Алан Брэдли - О, я от призраков больна
Да, так и будет, попозже мы усядемся за кипящим чайником и чашками для чая, и я пробегусь по своим наблюдениям и умозаключениям, и Доггер будет восхищаться моими успехами.
Но до того времени мне надо многое успеть.
На сердце у меня было радостно, когда я волокла ведро с птичьим клеем вверх по узкой лестнице. Хорошо, что я додумалась захватить щетку для одежды из чулана, чтобы вычистить снег из каминных труб, и жесткую кисть для обоев из маленькой мастерской при картинной галерее, чтобы размазать клей.

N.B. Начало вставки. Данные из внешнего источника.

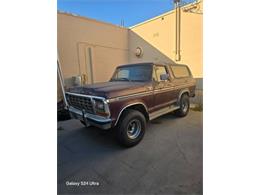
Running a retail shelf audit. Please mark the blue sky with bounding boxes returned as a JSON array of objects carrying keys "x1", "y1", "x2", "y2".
[{"x1": 57, "y1": 0, "x2": 194, "y2": 27}]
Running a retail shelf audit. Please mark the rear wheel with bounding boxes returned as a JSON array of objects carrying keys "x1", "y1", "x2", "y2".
[
  {"x1": 117, "y1": 109, "x2": 146, "y2": 147},
  {"x1": 175, "y1": 93, "x2": 190, "y2": 117}
]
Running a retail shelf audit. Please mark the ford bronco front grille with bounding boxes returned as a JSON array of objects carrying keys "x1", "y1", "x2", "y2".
[{"x1": 67, "y1": 94, "x2": 94, "y2": 114}]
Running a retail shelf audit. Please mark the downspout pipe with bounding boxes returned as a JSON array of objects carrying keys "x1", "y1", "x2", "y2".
[
  {"x1": 57, "y1": 54, "x2": 68, "y2": 109},
  {"x1": 174, "y1": 0, "x2": 181, "y2": 61}
]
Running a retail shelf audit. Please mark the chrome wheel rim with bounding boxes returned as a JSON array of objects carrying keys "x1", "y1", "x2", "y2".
[{"x1": 127, "y1": 119, "x2": 141, "y2": 139}]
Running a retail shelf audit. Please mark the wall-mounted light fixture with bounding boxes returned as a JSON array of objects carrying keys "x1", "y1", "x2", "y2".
[{"x1": 135, "y1": 47, "x2": 143, "y2": 58}]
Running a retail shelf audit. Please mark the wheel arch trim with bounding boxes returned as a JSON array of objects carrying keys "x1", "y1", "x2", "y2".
[
  {"x1": 114, "y1": 102, "x2": 149, "y2": 126},
  {"x1": 178, "y1": 88, "x2": 190, "y2": 102}
]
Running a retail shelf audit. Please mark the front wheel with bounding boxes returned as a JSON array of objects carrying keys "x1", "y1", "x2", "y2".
[
  {"x1": 175, "y1": 94, "x2": 190, "y2": 117},
  {"x1": 117, "y1": 109, "x2": 146, "y2": 147}
]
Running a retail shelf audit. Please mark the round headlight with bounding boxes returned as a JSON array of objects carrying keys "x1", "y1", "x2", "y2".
[{"x1": 96, "y1": 101, "x2": 105, "y2": 110}]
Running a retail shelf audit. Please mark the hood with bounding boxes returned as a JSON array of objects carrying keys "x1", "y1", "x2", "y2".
[{"x1": 68, "y1": 81, "x2": 151, "y2": 98}]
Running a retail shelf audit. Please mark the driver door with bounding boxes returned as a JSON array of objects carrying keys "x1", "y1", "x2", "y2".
[{"x1": 152, "y1": 65, "x2": 173, "y2": 112}]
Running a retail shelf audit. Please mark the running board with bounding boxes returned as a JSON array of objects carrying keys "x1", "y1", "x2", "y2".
[{"x1": 149, "y1": 105, "x2": 180, "y2": 120}]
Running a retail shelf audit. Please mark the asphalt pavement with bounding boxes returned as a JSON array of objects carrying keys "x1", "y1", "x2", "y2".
[{"x1": 58, "y1": 111, "x2": 203, "y2": 195}]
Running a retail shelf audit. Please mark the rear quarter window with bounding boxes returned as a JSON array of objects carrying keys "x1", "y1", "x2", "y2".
[{"x1": 171, "y1": 66, "x2": 190, "y2": 78}]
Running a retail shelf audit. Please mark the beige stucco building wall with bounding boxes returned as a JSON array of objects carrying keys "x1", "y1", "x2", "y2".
[
  {"x1": 58, "y1": 0, "x2": 203, "y2": 95},
  {"x1": 57, "y1": 13, "x2": 128, "y2": 86},
  {"x1": 129, "y1": 2, "x2": 203, "y2": 78}
]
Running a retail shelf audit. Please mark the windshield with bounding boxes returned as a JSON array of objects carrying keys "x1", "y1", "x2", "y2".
[{"x1": 111, "y1": 65, "x2": 152, "y2": 82}]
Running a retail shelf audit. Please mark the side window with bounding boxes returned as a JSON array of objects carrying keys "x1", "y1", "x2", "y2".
[
  {"x1": 171, "y1": 66, "x2": 190, "y2": 78},
  {"x1": 154, "y1": 66, "x2": 168, "y2": 82}
]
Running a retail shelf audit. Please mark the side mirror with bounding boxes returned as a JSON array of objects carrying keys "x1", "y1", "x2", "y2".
[{"x1": 160, "y1": 74, "x2": 169, "y2": 81}]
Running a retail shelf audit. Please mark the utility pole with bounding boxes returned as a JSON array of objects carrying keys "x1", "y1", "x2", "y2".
[{"x1": 174, "y1": 0, "x2": 181, "y2": 61}]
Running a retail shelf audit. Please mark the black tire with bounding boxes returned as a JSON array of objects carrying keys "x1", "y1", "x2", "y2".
[
  {"x1": 175, "y1": 93, "x2": 190, "y2": 117},
  {"x1": 116, "y1": 109, "x2": 146, "y2": 147},
  {"x1": 80, "y1": 121, "x2": 86, "y2": 126},
  {"x1": 80, "y1": 120, "x2": 91, "y2": 128}
]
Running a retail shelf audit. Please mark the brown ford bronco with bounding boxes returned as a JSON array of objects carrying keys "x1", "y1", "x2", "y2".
[{"x1": 66, "y1": 63, "x2": 195, "y2": 147}]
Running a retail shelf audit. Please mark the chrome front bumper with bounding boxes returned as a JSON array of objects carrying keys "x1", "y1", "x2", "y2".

Если и в прошлый раз дверь было открыть трудно, то теперь это оказалась чертовски сложная задача. Я уперлась плечом и толкала, толкала, толкала, пока наконец скрипучий снег не отступил чуть-чуть с ворчанием, чтобы я смогла просочиться на крышу.
Ветер сразу же набросился на меня, и я съежилась от холода.
Я медленно пробиралась сквозь снежные заносы к западному крылу дома, по колено в сугробах. Дед Мороз, как всегда, будет спускаться через камин гостиной. Нет смысла тратить драгоценное тепло тела и птичий клей на то, чтобы мазать остальные.
Сметя снег с основания трех дымоходов, я смогла – хоть и непросто мне это далось – забраться, оскальзываясь и спотыкаясь, поочередно на каждую высокую кирпичную трубу, хотя я должна признаться, что обошлась с меньшими трубами, соединенными с каминами в верхних спальнях, довольно небрежно. Дед Мороз не осмелится полезть в отцовский камин, а что касается Харриет – что ж, туда нет больше смысла идти, не так ли? Я оставила себе несколько узких тропинок для маневрирования, а остальное просто замазала клеем.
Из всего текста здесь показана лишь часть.